Since 1977, Texans have considered chili con carne the official dish of the Lone Star state. While the chili’s status has only been official in the Lone Star state for about 45 years, the iconic staple of Tex-Mex cuisine gained popularity in the 1800s mainly through the legendary Chili Queens of San Antonio.
To better understand the cultural impact of the Chili Queens of San Antonio, Free Range American reached out to Ken Wise, a fifth-generation Texan, appellate court judge, and Texas historian.

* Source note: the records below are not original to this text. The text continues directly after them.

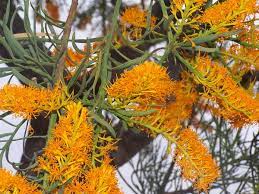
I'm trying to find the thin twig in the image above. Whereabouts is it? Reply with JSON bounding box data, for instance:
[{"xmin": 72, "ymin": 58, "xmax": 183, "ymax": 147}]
[{"xmin": 55, "ymin": 0, "xmax": 78, "ymax": 81}]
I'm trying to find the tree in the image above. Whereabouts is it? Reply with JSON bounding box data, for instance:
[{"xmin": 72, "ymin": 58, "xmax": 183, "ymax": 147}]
[{"xmin": 0, "ymin": 0, "xmax": 259, "ymax": 193}]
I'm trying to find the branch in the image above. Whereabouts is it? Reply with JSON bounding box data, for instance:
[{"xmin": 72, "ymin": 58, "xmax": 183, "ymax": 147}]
[
  {"xmin": 164, "ymin": 187, "xmax": 194, "ymax": 194},
  {"xmin": 55, "ymin": 0, "xmax": 78, "ymax": 81}
]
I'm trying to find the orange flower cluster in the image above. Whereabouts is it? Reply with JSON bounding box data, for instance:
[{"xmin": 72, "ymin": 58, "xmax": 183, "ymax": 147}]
[
  {"xmin": 107, "ymin": 61, "xmax": 174, "ymax": 105},
  {"xmin": 64, "ymin": 160, "xmax": 122, "ymax": 194},
  {"xmin": 120, "ymin": 6, "xmax": 156, "ymax": 39},
  {"xmin": 200, "ymin": 0, "xmax": 256, "ymax": 31},
  {"xmin": 0, "ymin": 85, "xmax": 68, "ymax": 119},
  {"xmin": 135, "ymin": 81, "xmax": 197, "ymax": 136},
  {"xmin": 107, "ymin": 62, "xmax": 197, "ymax": 135},
  {"xmin": 66, "ymin": 48, "xmax": 85, "ymax": 67},
  {"xmin": 230, "ymin": 26, "xmax": 259, "ymax": 73},
  {"xmin": 86, "ymin": 161, "xmax": 122, "ymax": 194},
  {"xmin": 0, "ymin": 168, "xmax": 41, "ymax": 194},
  {"xmin": 175, "ymin": 128, "xmax": 220, "ymax": 192},
  {"xmin": 46, "ymin": 0, "xmax": 59, "ymax": 20},
  {"xmin": 38, "ymin": 102, "xmax": 93, "ymax": 184},
  {"xmin": 195, "ymin": 57, "xmax": 259, "ymax": 127}
]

“The Chili Queens were a group, not an organized association by any stretch, but they were women in San Antonio, mostly, not exclusively, Latina, who set up in the plazas and sold food,” Wise told Free Range American. “These Chili Queens would set up what amounted to small Mexican restaurants. They would cook and sell tamales, enchiladas, tortillas, and other items, including this stew that came to be called chili.”
These small Mexican restaurants were nothing like typical storefront grub spots you’ll find today. They were little more than wooden picnic tables and wagons; they were more like chuck wagons, the first food truck in America. Chuck wagons supported Texas cattle drivers and cowboys beginning in the 1860s.
Cooks of the era typically dried out the ingredients of chili con carne and packed them into a brick. When the call for supper came around, the cook boiled the elements, and a fresh, warm bowl of chile con carne waited before the hungry men. The Chili Queens meals were made fresh to table.
Wise says downtown San Antonio served as the epicenter of cultural integration. And the Chili Queens were at the center of it all.
“Mexican food’s appeal is universal,” Wise said. “One of the big lessons from the Chili Queens to me is it’s a wonderful example of the diversity of Texas and why Texas is so unique because of cultural factors bringing diverse people together.”
This mixing pot of cultures surrounded the Chili Queens as townspeople flocked to their plazas. Everyone from dirt poor German immigrants that migrated to Texas in the 1840s to Civil War veterans, the city’s mayor, and strolling musicians like Lydia “The Queen of Tejano” Mendoza frequented the lively scene.
“It was kind of the place to be when people came to San Antonio,” Wise said. “The locals would take them [tourists] down to see Chili Queens and to eat that food.”
According to Texas Monthly, a reporter from Greenville, Alabama, writing under the pen-name “Alamo,” described the Chili Queens in 1881 as “swarthy señoritas with long black hair that falls loosely over well-formed shoulders, often reaching below the waist.”
“All night long, year after year, through rain and cold, here they remain,” he added.
In 1893, the city of San Antonio had a chili stand at the Chicago World’s Fair. This inclusion is said to have introduced chili to the Midwest.
As the Chili Queens’ chili con carne spread across the country, others began to modify the original recipe. According to the Institute of Texas Cultures, the aptly named “#1 Original San Antonio Recipe” includes listings of beef shoulder, pork shoulder, pork fat, chopped onions, ancho chiles, serrano chiles, dried red chiles, grounded Camino seeds, oregano, and salt.
Notably, a glaring absence in the recipe is beans.
When I asked whether or not Texan chili con carne recipes contain the controversial ingredient of beans, Wise offered a tongue-in-cheek reply.
“Absolutely not,” Wise said. “Don’t put the beans in the chili, or you have created a soup, and I will die on that hill.”